Kita tidak rela orang yang menyakiti kita terbebas dari hukuman begitu saja. Bagi kita, orang yang berbuat salah harus lebih dulu menerima balasan yang setimpal (bahkan kalau bisa lebih parah?), agar ia merasakan penderitaan yang sama dengan yang kita rasakan.

Tapi bagaimana pun, marah, benci, apalagi dendam (baca: tidak memaafkan) tidaklah menyenangkan. Bahkan, orang yang membenci dan dendam pasti tersiksa secara emosional. Pikiran jadi tidak tenang dan hati tidak bisa merasa damai; bahkan bisa mengakibatkan sakit (yang disebut psikosomatis).

3 Kunci Rahasia

Lantas bagaimana caranya agar kita bisa lebih mudah memaafkan orang yang bersalah kepada kita? Apa yang perlu kita ketahui dan lakukan agar terbebas dari rasa tidak nyaman dan tersiksa karena sakit hati? Berikut ada tiga kuncinya.

Pertama, kita perlu memahami, meskipun orang yang berbuat salah kepada kita harus menerima balasan atas perbuatannya, tidak berarti kita yang harus atau berhak menghukumnya. (NB: bedakan antara 'menghukum' dan 'membela diri'). Orang yang bersalah memang pantas dihukum, tapi siapa yang melakukannya, dimana dan kapan, itu bukan urusan kita.

Lagi pula, tidak memberi maaf tidak berarti menghukum. Kenyataannya, orang yang kita benci atau dendam ada yang – bahkan seringkali – tidak merasa bersalah dan tenang-tenang saja. Sebaliknya kitalah yang terbebani secara emosi. Emosi negatif ini kita bawa kemana-mana, bahkan saat orang yang kita benci tidak ada di hadapan kita. Setiap kali kita teringat kejadian atau orang yang kita benci, perasaan itu kembali muncul seketika.

Kedua, memberi maaf tidak berarti membebaskan orang yang kita maafkan dari balasan atas kesalahannya. Memberi maaf juga tidak berarti melepaskan orang yang bersalah dari hukuman formal, jika misalnya kesalahannya itu melanggar hukum positif. Kita bisa memafkan orang yang menganiaya anak kita, misalnya, sekaligus si pelaku menjalani hukuman penjara.

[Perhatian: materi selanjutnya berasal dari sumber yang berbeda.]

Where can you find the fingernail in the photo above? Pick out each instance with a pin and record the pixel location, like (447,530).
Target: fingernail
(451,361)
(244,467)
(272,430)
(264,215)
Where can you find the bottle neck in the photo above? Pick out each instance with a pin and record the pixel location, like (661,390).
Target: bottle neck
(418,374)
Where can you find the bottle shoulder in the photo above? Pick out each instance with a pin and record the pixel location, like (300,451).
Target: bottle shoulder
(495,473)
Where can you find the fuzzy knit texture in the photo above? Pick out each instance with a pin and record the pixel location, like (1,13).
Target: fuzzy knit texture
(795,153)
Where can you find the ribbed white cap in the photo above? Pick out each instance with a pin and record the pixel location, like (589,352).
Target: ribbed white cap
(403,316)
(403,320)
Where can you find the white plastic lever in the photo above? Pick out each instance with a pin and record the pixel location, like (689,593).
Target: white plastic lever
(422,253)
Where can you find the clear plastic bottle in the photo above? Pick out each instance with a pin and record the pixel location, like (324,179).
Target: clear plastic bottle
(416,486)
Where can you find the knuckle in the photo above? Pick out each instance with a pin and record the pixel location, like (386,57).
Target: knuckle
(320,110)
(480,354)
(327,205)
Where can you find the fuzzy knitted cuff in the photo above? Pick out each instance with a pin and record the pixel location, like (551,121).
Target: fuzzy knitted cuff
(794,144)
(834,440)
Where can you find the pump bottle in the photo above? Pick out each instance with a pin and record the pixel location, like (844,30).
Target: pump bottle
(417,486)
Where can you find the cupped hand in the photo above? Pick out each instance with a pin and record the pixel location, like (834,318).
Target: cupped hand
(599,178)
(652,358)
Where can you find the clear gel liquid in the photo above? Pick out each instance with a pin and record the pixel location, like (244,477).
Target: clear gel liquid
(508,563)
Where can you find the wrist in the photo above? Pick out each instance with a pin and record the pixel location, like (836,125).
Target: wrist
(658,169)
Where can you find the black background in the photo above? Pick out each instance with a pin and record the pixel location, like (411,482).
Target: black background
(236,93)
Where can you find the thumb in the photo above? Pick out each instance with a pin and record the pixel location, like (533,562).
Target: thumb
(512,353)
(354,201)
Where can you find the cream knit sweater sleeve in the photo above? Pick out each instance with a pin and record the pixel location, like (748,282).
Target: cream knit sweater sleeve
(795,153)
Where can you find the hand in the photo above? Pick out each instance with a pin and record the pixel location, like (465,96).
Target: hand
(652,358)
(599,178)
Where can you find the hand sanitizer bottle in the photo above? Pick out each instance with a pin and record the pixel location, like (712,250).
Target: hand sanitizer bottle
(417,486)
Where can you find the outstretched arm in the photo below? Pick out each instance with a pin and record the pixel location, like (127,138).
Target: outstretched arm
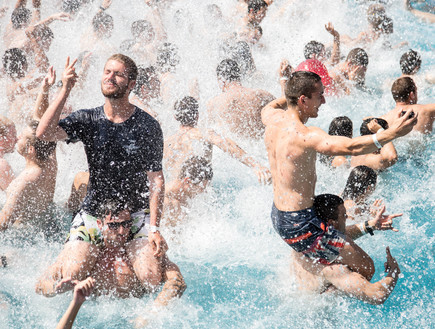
(229,146)
(82,290)
(48,128)
(355,285)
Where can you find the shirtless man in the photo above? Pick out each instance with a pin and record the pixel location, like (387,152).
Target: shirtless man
(190,141)
(238,108)
(113,273)
(292,149)
(404,93)
(8,139)
(319,278)
(380,159)
(124,147)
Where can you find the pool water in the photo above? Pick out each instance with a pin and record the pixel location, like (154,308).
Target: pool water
(236,267)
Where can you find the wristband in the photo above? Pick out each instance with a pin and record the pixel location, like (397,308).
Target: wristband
(152,228)
(368,228)
(375,140)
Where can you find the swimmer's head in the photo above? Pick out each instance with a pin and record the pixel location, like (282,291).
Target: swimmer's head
(20,18)
(365,130)
(410,62)
(330,209)
(187,111)
(301,83)
(8,135)
(404,90)
(31,146)
(143,30)
(167,58)
(15,63)
(103,24)
(341,126)
(147,83)
(197,170)
(314,49)
(228,71)
(360,184)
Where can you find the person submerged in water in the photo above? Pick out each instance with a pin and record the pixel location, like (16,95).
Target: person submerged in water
(312,275)
(113,273)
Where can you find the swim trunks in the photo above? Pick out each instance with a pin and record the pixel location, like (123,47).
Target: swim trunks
(306,233)
(84,227)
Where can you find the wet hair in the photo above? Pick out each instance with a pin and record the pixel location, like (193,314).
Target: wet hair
(197,169)
(364,129)
(300,83)
(401,89)
(313,48)
(241,53)
(228,70)
(112,206)
(129,64)
(167,57)
(102,19)
(144,77)
(358,56)
(15,62)
(326,206)
(186,111)
(410,62)
(20,17)
(43,149)
(256,5)
(341,126)
(360,178)
(71,6)
(141,26)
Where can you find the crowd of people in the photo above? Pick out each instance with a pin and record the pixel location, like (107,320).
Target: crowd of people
(139,179)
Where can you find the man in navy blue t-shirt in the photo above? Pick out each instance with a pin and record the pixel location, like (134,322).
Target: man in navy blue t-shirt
(124,147)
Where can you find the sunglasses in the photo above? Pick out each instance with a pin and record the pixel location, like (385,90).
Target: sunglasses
(116,225)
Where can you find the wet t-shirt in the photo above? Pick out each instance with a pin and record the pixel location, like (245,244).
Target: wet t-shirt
(119,155)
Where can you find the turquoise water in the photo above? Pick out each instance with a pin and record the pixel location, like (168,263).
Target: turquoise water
(235,265)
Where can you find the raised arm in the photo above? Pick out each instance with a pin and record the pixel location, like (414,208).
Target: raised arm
(355,285)
(229,146)
(48,128)
(335,55)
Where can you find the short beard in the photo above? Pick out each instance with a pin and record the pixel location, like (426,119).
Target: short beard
(120,93)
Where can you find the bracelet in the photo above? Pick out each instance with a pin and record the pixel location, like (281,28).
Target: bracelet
(368,228)
(375,140)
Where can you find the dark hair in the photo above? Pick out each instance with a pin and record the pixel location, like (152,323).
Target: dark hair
(410,62)
(364,129)
(300,83)
(140,26)
(102,19)
(313,48)
(186,111)
(241,53)
(197,169)
(112,206)
(358,56)
(401,89)
(326,206)
(43,149)
(144,78)
(360,178)
(20,17)
(228,70)
(256,5)
(15,63)
(167,57)
(341,126)
(129,64)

Penerimaan hukum formal oleh orang yang melakukan kejahatan tidak otomatis membuka pemberian maaf. Buktinya, ada saja orang yang tetap tidak mau memaafkan orang lain meskipun yang bersangkutan sudah menjalani hukumannya. Kalaupun ada, itu hanya karena ego yang terlalu besar. Orang yang memiliki ego yang terlalu besar ini akan membuat ia tersiksa karena nyatanya, di dunia ini, kita tidak selalu bisa membalas kesalahan/kejahatan orang lain.

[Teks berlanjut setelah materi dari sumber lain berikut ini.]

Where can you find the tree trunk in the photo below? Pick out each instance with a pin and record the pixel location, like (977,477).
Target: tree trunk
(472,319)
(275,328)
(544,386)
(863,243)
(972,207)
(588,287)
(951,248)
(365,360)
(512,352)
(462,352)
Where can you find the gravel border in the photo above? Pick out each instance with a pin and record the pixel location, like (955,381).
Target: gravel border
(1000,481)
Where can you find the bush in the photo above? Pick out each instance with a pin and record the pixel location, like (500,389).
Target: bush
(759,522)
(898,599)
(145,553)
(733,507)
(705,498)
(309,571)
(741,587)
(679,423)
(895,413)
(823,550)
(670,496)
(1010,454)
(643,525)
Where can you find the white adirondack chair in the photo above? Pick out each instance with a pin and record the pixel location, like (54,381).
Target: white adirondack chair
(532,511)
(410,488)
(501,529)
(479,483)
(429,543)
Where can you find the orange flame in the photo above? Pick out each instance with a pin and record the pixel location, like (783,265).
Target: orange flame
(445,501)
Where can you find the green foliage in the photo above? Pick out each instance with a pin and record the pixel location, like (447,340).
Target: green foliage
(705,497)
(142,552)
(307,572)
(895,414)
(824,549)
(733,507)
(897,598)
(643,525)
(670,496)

Selain tidak membebaskan orang yang bersalah dari balasan atas perbuatannya, memberi maaf juga tidak mengubah nilai perbuatanya – dari yang awalnya salah menjadi benar. Meskipun kita memaafkan orang lain yang bersalah kepada kita, tidak berarti perbuatannya menjadi benar.

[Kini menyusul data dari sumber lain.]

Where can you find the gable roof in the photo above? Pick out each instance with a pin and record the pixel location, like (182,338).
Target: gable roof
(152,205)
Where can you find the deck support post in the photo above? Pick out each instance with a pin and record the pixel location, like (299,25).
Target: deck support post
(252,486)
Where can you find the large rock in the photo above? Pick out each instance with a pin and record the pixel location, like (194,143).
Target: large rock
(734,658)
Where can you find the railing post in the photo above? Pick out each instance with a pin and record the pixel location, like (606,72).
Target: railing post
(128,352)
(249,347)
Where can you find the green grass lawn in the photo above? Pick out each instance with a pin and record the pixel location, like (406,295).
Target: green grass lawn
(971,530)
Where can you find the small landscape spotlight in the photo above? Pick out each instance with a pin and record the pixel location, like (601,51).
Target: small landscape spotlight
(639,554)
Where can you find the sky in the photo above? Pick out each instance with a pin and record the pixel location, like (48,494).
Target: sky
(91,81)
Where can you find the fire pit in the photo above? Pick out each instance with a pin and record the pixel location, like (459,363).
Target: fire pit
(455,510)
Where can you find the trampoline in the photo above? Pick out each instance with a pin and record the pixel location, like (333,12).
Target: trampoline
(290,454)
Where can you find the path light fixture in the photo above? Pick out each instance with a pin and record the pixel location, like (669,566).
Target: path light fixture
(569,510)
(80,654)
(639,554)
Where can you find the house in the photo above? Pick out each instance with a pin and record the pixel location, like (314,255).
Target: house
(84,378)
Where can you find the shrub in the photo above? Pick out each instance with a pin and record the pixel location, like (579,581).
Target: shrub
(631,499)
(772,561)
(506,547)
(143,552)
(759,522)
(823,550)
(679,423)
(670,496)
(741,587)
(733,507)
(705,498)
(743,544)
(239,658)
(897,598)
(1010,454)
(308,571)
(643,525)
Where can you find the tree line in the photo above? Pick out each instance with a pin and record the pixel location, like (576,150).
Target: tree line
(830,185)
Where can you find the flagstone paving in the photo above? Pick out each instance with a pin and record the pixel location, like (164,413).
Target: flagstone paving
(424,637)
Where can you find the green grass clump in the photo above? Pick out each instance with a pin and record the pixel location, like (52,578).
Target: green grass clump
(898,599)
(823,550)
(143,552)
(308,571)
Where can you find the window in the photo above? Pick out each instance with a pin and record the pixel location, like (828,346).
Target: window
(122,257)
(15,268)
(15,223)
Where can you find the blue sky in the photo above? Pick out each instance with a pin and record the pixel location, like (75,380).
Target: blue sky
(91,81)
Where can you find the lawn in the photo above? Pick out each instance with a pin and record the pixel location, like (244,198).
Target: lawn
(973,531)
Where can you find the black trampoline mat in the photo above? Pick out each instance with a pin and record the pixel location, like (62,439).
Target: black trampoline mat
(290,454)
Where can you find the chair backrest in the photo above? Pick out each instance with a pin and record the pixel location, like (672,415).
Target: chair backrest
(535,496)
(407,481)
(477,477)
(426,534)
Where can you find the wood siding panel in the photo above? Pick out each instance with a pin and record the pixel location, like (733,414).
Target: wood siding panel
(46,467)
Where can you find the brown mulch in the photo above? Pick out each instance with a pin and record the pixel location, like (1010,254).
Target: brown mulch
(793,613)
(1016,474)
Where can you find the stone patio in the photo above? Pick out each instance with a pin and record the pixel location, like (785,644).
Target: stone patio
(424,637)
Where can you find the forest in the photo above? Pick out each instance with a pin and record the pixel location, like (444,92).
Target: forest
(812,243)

Memberi maaf berarti menerima kenyataan bahwa ada orang lain yang berbuat salah kepada kita, dan tidak memberi maaf berarti mengingkari kenyataan ini. Perbuatan salah tetaplah salah. Dan seperti kita pahami sebelumnya, kalau suatu perbuatan sudah melanggar hukum positif, maka si pelaku harus menanggung akibatnya (seperti masuk penjara, membayar denda, atau bahkan hukuman mati).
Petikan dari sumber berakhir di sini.